“Yet since his film’s premiere early this year, Asghar Farhadi has found success inside and outside his home country with “A Separation,” the film resonating with audiences who read it alternately as a deeply felt domestic drama and a finely crafted sociopolitical allegory. When the film premiered at the Berlin International Film Festival, it walked away with the Golden Bear, the festival’s top prize, as well as awards recognizing the film’s lead actor and actress. The film, which opens in Los Angeles on Dec. 30, has gone on to be one of the most universally celebrated of the year. It was recently still running a rare 100% rating on the review aggregation website Rotten Tomatoes, based on more than two dozen reviews. It was a box office hit within Iran and was chosen to represent the country as its submission for the Academy Award for best foreign language film………..”
I find it interesting that under the repressive theocracy Iranian films have thrived. Arguably the best films in the Middle East over the past three decades have been produced in Iran, with many of them winning international prizes. I have always thought that is because film-makers, like all artists and authors, need to get more creative and more subtle in their messages under less open regimes. (North Korea, Saudi Arabia, and the Taliban would be exceptions to this rule).
The Iranians may have some competition at the Oscars.

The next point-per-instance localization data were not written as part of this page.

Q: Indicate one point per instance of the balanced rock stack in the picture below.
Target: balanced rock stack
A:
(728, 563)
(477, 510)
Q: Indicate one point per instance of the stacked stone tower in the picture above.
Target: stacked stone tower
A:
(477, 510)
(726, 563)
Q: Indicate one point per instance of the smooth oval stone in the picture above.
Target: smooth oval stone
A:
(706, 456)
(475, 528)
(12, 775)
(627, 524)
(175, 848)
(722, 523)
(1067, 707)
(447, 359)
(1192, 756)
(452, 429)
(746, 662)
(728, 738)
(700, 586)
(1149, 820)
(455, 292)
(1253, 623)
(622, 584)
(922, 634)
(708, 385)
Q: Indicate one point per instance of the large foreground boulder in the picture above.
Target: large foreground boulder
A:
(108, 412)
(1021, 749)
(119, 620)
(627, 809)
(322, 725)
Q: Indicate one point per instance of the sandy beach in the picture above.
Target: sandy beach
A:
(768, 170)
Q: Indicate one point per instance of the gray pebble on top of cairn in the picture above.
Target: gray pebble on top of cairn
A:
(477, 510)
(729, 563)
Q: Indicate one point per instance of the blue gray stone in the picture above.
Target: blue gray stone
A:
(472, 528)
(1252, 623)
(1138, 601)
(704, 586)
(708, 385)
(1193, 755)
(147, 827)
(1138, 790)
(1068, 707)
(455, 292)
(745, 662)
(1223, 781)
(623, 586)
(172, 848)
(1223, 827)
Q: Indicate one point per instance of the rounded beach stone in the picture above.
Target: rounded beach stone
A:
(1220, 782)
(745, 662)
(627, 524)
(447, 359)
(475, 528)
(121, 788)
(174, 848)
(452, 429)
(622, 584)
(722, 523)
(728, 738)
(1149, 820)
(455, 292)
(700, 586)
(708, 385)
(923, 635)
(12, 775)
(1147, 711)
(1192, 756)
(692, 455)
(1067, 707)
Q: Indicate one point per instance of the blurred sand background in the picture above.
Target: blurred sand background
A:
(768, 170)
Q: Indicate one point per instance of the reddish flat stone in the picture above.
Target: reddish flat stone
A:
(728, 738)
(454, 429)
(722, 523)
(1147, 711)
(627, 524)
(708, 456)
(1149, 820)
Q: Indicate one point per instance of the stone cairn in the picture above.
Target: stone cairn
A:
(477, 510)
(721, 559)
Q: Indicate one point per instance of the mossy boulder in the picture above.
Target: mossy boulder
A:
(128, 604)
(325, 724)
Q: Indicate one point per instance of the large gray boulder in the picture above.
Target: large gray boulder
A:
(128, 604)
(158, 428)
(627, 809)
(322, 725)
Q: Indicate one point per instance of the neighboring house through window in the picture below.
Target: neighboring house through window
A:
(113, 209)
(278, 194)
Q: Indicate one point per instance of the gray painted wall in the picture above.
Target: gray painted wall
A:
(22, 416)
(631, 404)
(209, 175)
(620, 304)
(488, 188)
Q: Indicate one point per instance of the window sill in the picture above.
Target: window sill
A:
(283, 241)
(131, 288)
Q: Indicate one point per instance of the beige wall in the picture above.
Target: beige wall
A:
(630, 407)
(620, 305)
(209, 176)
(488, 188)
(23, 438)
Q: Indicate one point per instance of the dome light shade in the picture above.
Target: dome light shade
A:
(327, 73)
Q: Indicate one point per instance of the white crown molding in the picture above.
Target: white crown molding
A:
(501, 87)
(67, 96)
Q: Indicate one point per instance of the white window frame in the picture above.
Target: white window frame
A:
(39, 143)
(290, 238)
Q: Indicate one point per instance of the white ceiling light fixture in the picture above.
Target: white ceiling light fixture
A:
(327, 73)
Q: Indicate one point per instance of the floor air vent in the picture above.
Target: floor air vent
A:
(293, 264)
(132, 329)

My unreliable source tells me fhe Saudi government is working on a film about the life and times of their Mufti Shaikh al Al Al Shaikh. Meanwhile the al-Nahayan rulers of the UAE plan new film about their late father Zayed Bin Sultan al-Nahayan. The film may star Sean Connery or Abe Vigoda (assuming he is alive): one of them will play Zayed, the other his brother Shakhboot whom he overthrew and made to disappear along with his sons. None of the films will cover the loves and marriages of the two worthies.